Sid Carroll

Personal information
- Born: December 9, 1915 Washington, D.C., U.S.
- Died: May 7, 1995 (aged 79) Alexandria, Virginia, U.S.

Career history
- Washington Redskins (1937–1939) Ticket office manager; Washington Redskins (1940–1942) Business manager; Washington Redskins (1943–1946) General manager;

= Sid Carroll (American football) =

American football executive (1915–1995)

Sidney Ashby Carroll (December 9, 1915 – May 7, 1995) was an American sports executive who served as general manager of the Washington Redskins of the National Football League (NFL) from 1943 to 1947. He also worked as an editor at The Washington Post for 25 years.

==Early life==
Carroll was born in Washington, D.C. and graduated from Washington and Lee High School. While attending George Washington University he worked on the sports staff of The Washington Times. He lost his job when the closure of another Hearst paper resulted in a number of senior writers, including Bob Addie, joining the Times. He worked for the Army and Navy Journal until 1936, when his former boss at the Times, George Preston Marshall, hired him to work for the Washington Redskins of the National Football League (NFL).

==Washington Redskins==
Carroll worked closely with Redskins general manager Jack Espey on the team's promotional efforts.
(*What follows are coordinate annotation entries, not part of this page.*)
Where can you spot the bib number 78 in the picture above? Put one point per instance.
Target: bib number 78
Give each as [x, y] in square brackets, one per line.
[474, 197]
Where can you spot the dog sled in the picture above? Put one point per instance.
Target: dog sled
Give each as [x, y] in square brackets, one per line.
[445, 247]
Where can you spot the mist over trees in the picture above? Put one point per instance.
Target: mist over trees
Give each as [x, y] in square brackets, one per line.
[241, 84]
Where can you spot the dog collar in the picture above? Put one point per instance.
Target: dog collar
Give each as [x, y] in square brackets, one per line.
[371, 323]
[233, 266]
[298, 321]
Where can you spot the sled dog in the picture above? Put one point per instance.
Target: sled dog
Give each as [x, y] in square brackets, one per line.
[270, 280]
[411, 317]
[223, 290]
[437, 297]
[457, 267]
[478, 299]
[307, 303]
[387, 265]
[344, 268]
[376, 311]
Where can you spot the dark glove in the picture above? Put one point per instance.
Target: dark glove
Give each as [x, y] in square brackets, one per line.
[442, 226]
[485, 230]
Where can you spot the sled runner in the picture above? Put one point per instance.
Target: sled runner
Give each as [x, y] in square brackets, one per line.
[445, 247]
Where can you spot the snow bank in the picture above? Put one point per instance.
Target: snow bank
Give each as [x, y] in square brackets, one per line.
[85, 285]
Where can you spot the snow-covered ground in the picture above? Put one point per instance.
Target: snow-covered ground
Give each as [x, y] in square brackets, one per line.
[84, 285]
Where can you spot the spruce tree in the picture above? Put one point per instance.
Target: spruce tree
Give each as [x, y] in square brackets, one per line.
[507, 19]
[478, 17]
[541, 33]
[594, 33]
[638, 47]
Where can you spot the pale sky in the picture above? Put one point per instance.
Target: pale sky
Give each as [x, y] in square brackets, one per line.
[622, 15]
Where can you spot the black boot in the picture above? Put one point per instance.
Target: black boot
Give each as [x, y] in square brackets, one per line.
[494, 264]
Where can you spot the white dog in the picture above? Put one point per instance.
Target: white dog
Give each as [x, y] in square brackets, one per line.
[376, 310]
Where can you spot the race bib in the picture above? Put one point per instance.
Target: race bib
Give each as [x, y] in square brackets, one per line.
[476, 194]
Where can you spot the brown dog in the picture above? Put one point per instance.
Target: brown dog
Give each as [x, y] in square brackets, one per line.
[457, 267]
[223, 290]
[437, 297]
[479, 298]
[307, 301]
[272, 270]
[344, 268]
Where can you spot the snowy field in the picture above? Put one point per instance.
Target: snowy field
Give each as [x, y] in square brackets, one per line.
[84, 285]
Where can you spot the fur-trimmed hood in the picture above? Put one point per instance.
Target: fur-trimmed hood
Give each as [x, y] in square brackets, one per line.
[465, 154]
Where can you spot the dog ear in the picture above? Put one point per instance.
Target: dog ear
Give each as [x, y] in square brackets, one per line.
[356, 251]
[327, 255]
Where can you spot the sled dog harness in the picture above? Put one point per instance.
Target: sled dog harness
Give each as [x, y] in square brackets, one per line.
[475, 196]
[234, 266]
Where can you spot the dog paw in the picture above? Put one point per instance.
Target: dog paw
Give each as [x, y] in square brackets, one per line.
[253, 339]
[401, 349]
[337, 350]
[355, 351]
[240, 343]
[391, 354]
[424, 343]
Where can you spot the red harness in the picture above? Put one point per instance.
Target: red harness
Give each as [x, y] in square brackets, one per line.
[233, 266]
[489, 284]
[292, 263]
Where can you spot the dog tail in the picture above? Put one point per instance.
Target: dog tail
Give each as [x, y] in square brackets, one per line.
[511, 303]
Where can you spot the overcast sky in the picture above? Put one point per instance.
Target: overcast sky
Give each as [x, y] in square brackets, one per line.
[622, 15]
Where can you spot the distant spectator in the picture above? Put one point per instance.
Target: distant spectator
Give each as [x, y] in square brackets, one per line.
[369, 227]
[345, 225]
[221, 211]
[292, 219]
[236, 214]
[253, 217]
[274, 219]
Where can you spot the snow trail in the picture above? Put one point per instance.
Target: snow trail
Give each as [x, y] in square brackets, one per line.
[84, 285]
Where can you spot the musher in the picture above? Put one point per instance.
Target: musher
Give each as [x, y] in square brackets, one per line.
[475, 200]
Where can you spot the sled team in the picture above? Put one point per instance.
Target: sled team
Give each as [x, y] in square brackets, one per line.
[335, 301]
He became the team's business manager in 1940 and succeeded Espey as general manager three years later. At 27, Carroll was the youngest GM in the NFL. He resigned in 1947 to become the Northern Virginia distributor for Frigidaire.

==The Washington Post==
In 1953, Carroll joined the Washington Times-Herald as a copy editor on its sports desk. The paper was acquired by The Washington Post the following year and he joined The Post a sports copy editor and occasional football and golf columnist. He retired from the paper in 1979.

==Golf==
Carroll was a noted amateur golfer who was twice a finalist for the Washington Golf and Country Club championship and thrice competed in the United States Amateur Championship. He served as president of the District of Columbia Golf Association and the Middle Atlantic Golf Association.